A Systematic Study on Generating Web Vulnerability Proof-of-Concepts Using Large Language Models
Mengyao Zhao, Kaixuan Li, Lyuye Zhang, Wenjing Dang, Chenggong Ding, Sen Chen, Zheli Liu
TL;DR
This study systematically evaluates whether large language models can automatically generate functional web vulnerability PoCs using only publicly disclosed information across three stages of vulnerability disclosure. By benchmarking GPT-4o and DeepSeek-R1 on 100 reproducible CVEs with a four-phase methodology (baseline effectiveness, failure analysis, context augmentation, and adaptive prompting), the authors demonstrate that PoCs can be produced in 8–34% of cases from minimal data, with performance climbing to 68–72% when adaptive reasoning and rich context are employed. The work reveals that context completeness and iterative feedback are critical to performance, and shows that DeepSeek-R1 generally outperforms GPT-4o, especially when function-level context and CoT/ICL strategies are applied. Notably, 14 PoCs generated by the models were accepted by NVD/Exploit DB, underscoring practical relevance, while also highlighting significant dual-use risks that warrant careful disclosure policies. The paper contributes a reproducible vulnerability benchmark, tailored prompts that combine CoT, ICL, and real-time validators, and open resources to spur further research on LLM-assisted PoC generation.
Abstract
Recent advances in Large Language Models (LLMs) have brought remarkable progress in code understanding and reasoning, creating new opportunities and raising new concerns for software security. Among many downstream tasks, generating Proof-of-Concept (PoC) exploits plays a central role in vulnerability reproduction, comprehension, and mitigation. While previous research has focused primarily on zero-day exploitation, the growing availability of rich public information accompanying disclosed CVEs leads to a natural question: can LLMs effectively use this information to automatically generate valid PoCs? In this paper, we present the first empirical study of LLM-based PoC generation for web application vulnerabilities, focusing on the practical feasibility of leveraging publicly disclosed information. We evaluate GPT-4o and DeepSeek-R1 on 100 real-world and reproducible CVEs across three stages of vulnerability disclosure: (1) newly disclosed vulnerabilities with only descriptions, (2) 1-day vulnerabilities with patches, and (3) N-day vulnerabilities with full contextual code.
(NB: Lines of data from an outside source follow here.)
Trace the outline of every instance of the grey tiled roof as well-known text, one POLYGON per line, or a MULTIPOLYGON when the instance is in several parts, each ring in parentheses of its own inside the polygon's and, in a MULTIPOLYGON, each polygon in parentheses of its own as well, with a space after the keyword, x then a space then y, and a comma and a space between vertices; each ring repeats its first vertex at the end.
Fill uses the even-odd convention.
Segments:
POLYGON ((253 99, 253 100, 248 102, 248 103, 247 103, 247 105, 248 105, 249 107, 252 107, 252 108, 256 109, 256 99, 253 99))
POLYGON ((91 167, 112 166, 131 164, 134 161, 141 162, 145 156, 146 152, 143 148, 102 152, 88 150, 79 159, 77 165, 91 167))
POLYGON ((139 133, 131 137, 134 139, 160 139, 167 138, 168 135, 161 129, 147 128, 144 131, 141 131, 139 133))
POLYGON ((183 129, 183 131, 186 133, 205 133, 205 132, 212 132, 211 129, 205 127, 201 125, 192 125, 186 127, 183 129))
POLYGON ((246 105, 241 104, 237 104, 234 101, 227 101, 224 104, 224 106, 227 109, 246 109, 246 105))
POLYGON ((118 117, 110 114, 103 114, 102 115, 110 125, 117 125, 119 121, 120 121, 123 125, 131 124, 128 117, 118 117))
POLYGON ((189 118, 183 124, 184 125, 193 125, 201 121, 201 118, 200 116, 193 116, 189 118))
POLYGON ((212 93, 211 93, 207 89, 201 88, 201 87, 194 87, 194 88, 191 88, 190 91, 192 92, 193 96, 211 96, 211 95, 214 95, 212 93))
Our results show that LLMs can automatically generate working PoCs in 8%-34% of cases using only public data, with DeepSeek-R1 consistently outperforming GPT-4o. Further analysis shows that supplementing code context improves success rates by 17%-20%, with function-level providing 9%-13% improvement than file-level ones. Further integrating adaptive reasoning strategies to prompt refinement significantly improves success rates to 68%-72%. Our findings suggest that LLMs could reshape vulnerability exploitation dynamics. To date, 23 newly generated PoCs have been accepted by NVD and Exploit DB.